Armenian politician and lawyer

Grigor Arayi Minasyan (born 23 December 1983) is an Armenian politician who formerly served as Minister of Justice of Armenia. Formerly, he was the Managing Partner of AM Law Firm since 2012 and the Director of the Branch of the European Public Law Organization (EPLO) in Yerevan since 2014.

== Career ==
From 2003 to 2004 Minasyan was a lawyer at a private company.

From 2004 to 2009 he worked at the Law Institute of the Ministry of Justice of the Republic of Armenia, holding the positions of Assistant to the Director for Legal Affairs and later Deputy Director for Legal Affairs.

From 2008 to 2020 Minasyan was the editor-in-chief of the academic journal Justice.

From 2009 to 2010 he worked as a Head of the Department for Relations with the European Court of Human Rights under the Staff of the Ministry of Justice of the Republic of Armenia.
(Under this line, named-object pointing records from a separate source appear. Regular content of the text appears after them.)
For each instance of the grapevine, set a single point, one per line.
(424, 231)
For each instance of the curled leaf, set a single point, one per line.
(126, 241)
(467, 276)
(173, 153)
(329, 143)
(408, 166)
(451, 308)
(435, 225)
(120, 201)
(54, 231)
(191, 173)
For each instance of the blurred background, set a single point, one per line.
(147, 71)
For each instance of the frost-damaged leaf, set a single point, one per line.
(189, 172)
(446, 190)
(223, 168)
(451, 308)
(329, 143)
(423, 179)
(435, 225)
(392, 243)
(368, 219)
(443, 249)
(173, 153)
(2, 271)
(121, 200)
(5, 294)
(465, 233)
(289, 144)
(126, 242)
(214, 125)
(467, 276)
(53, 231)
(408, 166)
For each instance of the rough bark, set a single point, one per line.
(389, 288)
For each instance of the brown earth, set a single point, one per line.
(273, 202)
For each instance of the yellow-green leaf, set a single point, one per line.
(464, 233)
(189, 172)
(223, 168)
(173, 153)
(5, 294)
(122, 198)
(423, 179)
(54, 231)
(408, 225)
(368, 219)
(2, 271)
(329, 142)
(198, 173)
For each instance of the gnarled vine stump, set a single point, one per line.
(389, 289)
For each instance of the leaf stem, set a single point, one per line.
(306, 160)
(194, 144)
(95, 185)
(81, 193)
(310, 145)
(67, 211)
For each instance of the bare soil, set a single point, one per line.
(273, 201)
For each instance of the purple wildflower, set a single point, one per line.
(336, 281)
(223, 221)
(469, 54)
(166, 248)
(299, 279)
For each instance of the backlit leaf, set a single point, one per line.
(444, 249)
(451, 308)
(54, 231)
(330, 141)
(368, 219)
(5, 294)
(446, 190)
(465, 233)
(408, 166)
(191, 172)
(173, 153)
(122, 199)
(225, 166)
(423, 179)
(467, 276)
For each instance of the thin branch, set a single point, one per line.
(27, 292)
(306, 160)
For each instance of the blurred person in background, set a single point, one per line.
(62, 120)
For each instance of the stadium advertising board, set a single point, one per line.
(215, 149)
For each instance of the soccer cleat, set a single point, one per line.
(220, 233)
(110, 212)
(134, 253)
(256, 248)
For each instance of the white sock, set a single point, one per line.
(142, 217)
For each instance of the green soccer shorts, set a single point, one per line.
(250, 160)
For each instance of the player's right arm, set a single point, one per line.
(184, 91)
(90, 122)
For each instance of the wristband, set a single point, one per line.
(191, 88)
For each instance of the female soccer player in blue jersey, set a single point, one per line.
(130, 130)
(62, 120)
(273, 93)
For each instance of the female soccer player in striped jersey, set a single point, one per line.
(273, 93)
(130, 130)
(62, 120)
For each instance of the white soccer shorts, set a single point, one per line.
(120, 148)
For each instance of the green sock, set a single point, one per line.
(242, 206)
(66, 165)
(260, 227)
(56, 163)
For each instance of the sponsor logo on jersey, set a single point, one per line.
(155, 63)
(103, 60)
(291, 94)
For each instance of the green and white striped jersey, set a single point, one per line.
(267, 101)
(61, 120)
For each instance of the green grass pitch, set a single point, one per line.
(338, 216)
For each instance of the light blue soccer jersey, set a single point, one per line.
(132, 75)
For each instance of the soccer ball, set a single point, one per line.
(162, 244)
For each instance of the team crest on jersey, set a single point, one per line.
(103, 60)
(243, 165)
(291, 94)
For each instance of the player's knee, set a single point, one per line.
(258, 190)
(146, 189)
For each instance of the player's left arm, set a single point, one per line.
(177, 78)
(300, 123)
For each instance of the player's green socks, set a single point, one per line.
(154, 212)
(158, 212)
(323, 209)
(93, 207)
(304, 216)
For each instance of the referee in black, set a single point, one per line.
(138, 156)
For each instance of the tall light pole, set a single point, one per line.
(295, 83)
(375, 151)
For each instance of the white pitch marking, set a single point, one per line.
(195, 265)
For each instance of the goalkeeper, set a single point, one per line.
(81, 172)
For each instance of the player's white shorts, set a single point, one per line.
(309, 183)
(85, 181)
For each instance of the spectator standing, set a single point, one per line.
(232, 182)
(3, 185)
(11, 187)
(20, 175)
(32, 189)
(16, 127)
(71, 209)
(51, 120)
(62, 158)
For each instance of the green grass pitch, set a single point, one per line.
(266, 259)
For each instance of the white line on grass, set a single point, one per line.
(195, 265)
At the same time, Minasyan worked as lecturer at the Law College of the Law Institute of the Ministry of Justice of the Republic of Armenia held the Chair of Law until 2011.

From 2011 to 2012 he held the position of Expert-Legal Consultant and then was reassigned to the position of Legal Consultant of the Director at the Law Institute of the Ministry of Justice of the Republic of Armenia.
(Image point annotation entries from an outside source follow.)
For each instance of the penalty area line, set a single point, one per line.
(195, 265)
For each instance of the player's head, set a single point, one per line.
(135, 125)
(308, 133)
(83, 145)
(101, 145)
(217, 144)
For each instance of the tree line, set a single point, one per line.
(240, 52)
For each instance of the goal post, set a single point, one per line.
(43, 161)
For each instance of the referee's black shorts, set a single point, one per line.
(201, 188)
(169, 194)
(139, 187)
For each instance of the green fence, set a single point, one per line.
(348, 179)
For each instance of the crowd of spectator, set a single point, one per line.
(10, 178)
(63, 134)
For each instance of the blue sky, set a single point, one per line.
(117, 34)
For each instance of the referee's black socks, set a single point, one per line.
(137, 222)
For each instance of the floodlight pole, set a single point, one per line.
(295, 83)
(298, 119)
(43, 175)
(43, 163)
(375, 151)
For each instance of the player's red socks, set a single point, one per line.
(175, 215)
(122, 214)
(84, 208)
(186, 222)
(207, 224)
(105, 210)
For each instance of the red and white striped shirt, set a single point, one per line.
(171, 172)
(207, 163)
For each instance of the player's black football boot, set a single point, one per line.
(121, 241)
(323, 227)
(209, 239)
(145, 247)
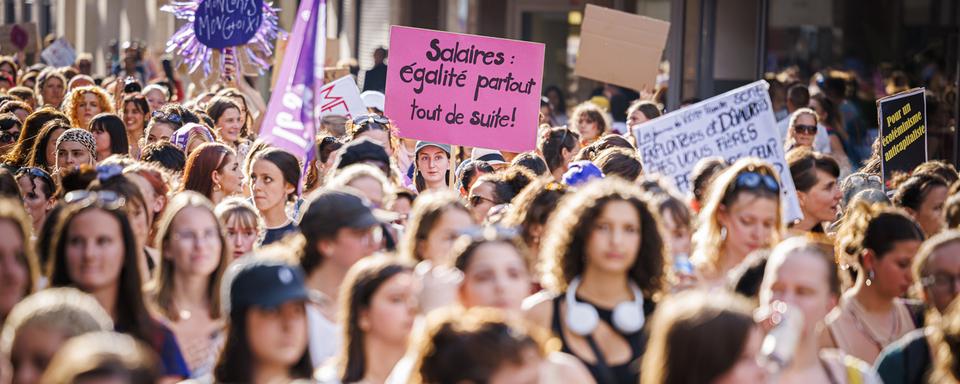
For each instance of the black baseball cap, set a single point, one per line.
(360, 151)
(264, 283)
(330, 209)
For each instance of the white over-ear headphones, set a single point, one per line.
(582, 318)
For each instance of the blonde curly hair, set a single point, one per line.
(71, 103)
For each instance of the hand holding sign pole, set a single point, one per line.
(464, 89)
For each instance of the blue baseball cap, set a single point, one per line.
(263, 283)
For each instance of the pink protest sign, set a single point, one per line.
(464, 89)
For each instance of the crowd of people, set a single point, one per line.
(149, 236)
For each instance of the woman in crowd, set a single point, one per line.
(803, 275)
(530, 211)
(802, 129)
(38, 190)
(44, 152)
(186, 291)
(881, 242)
(714, 330)
(741, 215)
(603, 262)
(590, 122)
(431, 170)
(242, 224)
(19, 267)
(229, 123)
(94, 250)
(83, 103)
(51, 87)
(20, 154)
(75, 147)
(366, 179)
(161, 127)
(110, 134)
(435, 223)
(40, 325)
(213, 171)
(494, 189)
(923, 196)
(818, 190)
(135, 112)
(378, 307)
(266, 338)
(558, 146)
(274, 175)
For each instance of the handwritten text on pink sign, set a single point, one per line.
(464, 89)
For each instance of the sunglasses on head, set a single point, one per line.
(755, 180)
(102, 199)
(173, 117)
(370, 118)
(805, 129)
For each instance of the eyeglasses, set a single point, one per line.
(7, 137)
(207, 236)
(370, 118)
(942, 281)
(104, 199)
(475, 200)
(172, 117)
(805, 129)
(754, 180)
(490, 233)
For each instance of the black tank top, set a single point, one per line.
(628, 372)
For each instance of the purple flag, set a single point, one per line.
(292, 116)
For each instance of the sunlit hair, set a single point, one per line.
(68, 312)
(469, 346)
(564, 251)
(424, 215)
(103, 356)
(238, 209)
(362, 282)
(710, 329)
(344, 176)
(12, 210)
(162, 285)
(71, 103)
(722, 194)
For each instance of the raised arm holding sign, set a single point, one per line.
(736, 124)
(464, 89)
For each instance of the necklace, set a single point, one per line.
(856, 311)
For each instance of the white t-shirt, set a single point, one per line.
(324, 337)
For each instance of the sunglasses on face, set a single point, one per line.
(805, 129)
(103, 199)
(754, 180)
(370, 118)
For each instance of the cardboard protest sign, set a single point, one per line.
(341, 97)
(620, 48)
(227, 23)
(59, 53)
(464, 89)
(19, 37)
(903, 131)
(733, 125)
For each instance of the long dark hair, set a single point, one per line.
(114, 126)
(360, 284)
(131, 314)
(553, 142)
(208, 157)
(235, 363)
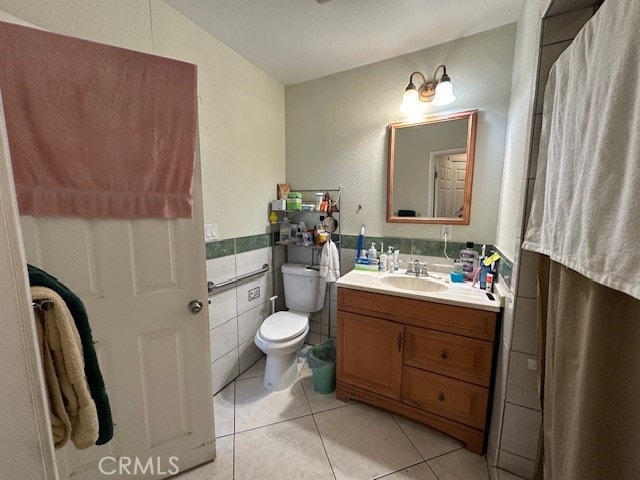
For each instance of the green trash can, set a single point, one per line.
(322, 361)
In 2011, Minasyan became the Official Representative of the Republic of Armenia in the European Public Law Organization (EPLO) located in Athens.

In 2012, he became the Head of the Department of Legal Analysis at the Office of the Human Rights Defender of the Republic of Armenia.

Since 2012, Minasyan has been a member of the Chamber of Advocates of the Republic of Armenia.

In 2013 and in 2018, Minasyan was elected to Yerevan City Council.

From 2014 to 2022 was the director of the Yerevan branch of the European Public Law Organization (EPLO).

== Education ==
From 1990 to 2000, Minasyan studied at Secondary School #8 after A. Pushkin in Yerevan, From 2000 to 2005, he studied at the Faculty of Law of the Russian-Armenian University and graduated with honors. From 2005 to 2008, he studied at the Public Administration Academy of the Republic of Armenia.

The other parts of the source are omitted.